Jean-Claude Juncker, presidente da Comissão Europeia, encontrou-se ontem com a primeira-ministra escocesa, Nicola Sturgeon. Não será fácil o abraço da Escócia à UE |
DN, 30 de junho de 2016.
Por José Fialho Gouveia.
Intransigência dos líderes europeus reforça a probabilidade de um segundo referendo pela independência em relação ao Reino Unido.
E de repente Espanha transformou-se na grande barreira. "Quero ser muito claro. A Escócia não tem poderes para negociar com a União Europeia. Espanha opõe-se a qualquer negociação que não seja com o governo do Reino Unido. Se o Reino Unido sai, a Escócia sai", afirmou ontem o primeiro-ministro espanhol Mariano Rajoy.
Mesmo que os líderes europeus conseguissem encontrar uma forma de contornar as leis para que os escoceses pudessem continuar, as intenções esbarrariam na intransigência de Espanha. Rajoy não o disse, mas é óbvio que o objetivo da sua assertividade é não abrir um precedente que possa ser útil para os independentistas da Catalunha.
De Espanha não sopram bons ventos para o casamento da Escócia com a UE. E de França também não. Hollande, por outras palavras, disse o mesmo que Rajoy. "As negociações serão com o Reino Unido e não com uma parte do Reino Unido", assegurou o presidente francês.
A política pode sempre dar muitas voltas, mas parece que a única alternativa que resta à Escócia para se manter na União Europeia é convocar um novo referendo para tentar cortar o cordão umbilical com o Reino Unido e depois apresentar uma candidatura à UE como Estado independente. Na consulta popular de há dois anos, realizada em setembro de 2014, 55% dos escoceses votaram contra a independência, em grande parte para não pôr em perigo a relação do país com a UE. O cenário agora mudou radicalmente e cada vez mais o adeus ao Reino Unido parece ser a única forma de a Escócia voltar a dizer "olá" à Europa.
Mesmo assim, poderemos estar a falar de um processo para demorar pelo menos cinco anos. Além disso, os escoceses poderão ver-se obrigados a adotar o euro e a levantar uma fronteira com Inglaterra.
Os "truques" de Juncker
Em Bruxelas, durante o conselho europeu, a primeira-ministra escocesa fez os contactos que lhe competiam. Reuniu-se com Martin Schulz. "Ouvi e aprendi", disse o presidente do Parlamento Europeu, sem se alongar mais, depois do encontro com Nicola Sturgeon.

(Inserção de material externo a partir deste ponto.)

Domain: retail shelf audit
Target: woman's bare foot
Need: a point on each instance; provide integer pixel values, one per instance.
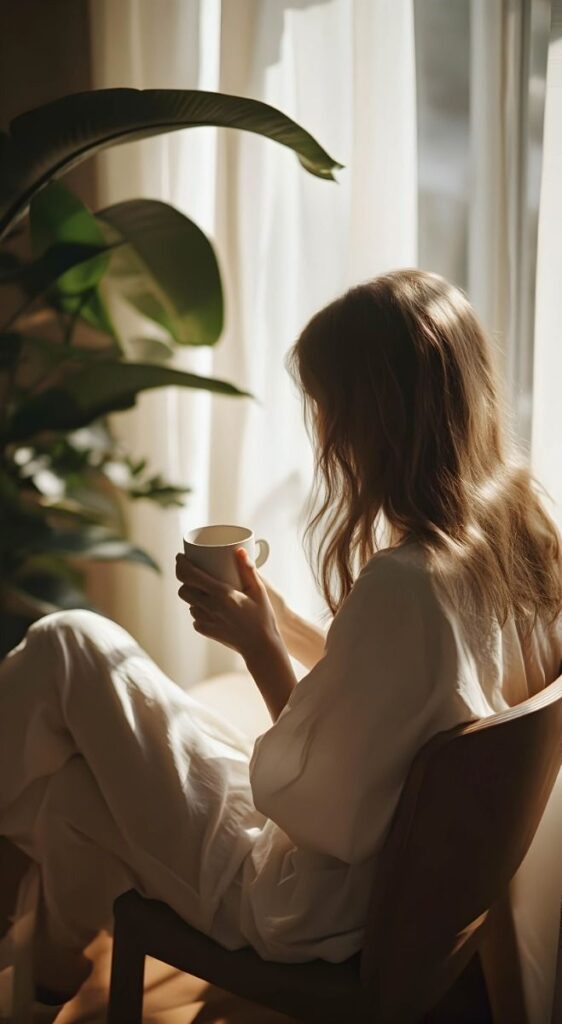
(58, 971)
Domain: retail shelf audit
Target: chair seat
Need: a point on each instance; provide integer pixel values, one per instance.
(317, 990)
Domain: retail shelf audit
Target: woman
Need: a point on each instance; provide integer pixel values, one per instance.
(442, 570)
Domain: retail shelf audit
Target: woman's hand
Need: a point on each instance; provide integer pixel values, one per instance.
(243, 620)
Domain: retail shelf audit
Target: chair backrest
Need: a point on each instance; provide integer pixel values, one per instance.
(466, 818)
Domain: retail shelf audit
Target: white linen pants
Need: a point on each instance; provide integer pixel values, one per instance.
(113, 777)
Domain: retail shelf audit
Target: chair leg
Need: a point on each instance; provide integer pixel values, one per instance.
(502, 967)
(127, 983)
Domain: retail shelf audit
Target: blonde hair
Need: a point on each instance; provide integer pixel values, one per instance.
(400, 390)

Jean-Claude Juncker, presidente da Comissão Europeia, também aceitou conversar com a chefe do governo escocês para ouvir os seus argumentos, mas sublinhou que nem ele nem Donald Tusk, presidente do Conselho Europeu, "iriam interferir no processo britânico".
Alguns países consideraram que a decisão de Juncker, ao aceitar encontrar-se com Sturgeon, era uma atitude provocatória com o objetivo de colocar pressão para que o Reino Unido acelere o processo de retirada. "É uma provocação. Ele não pode forçar os britânicos a submeter a notificação, por isso faz estes truques", afirmou um diplomata europeu citado pela Reuters.
O presidente da Comissão Europeia desvalorizou as críticas, sublinhando que "a Escócia tinha direito a ser ouvida em Bruxelas".
Donald Tusk, por seu turno, rejeitou encontrar-se com a primeira-ministra escocesa, alegando que este "não era o momento certo".
Nicola Sturgeon referiu que já estava à espera da assertividade espanhola. "Não é particularmente surpreendente ouvir essa postura inicial por parte de um país como Espanha. Nada do que ouvi hoje me surpreendeu. Estamos ainda numa fase muito inicial do processo", disse aos repórteres a primeira-ministra escocesa, acrescentando que saía satisfeita por perceber que havia vontade de ouvir o que a Escócia tinha para dizer.
Enquanto Sturgeon ia distribuindo charme diplomático em Bruxelas, em Londres, no Parlamento britânico, David Cameron insistia que os interesses do Reino Unido e da Escócia são os mesmos. "Temos de tentar negociar o melhor acordo possível e esse será também o melhor acordo possível para a Escócia." Houve quem não concordasse. "Não, pelo contrário. Nessa matéria o primeiro-ministro está errado", retorquiu Angus Robertson, deputado pelo Partido Nacional Escocês.
No referendo do brexit, ao contrário do Reino Unido no seu todo, que votou pela saída da UE, a Escócia - e também a Irlanda do Norte - deixou bem claro que quer continuar na Europa: 62% dos eleitores votaram a favor do bremain.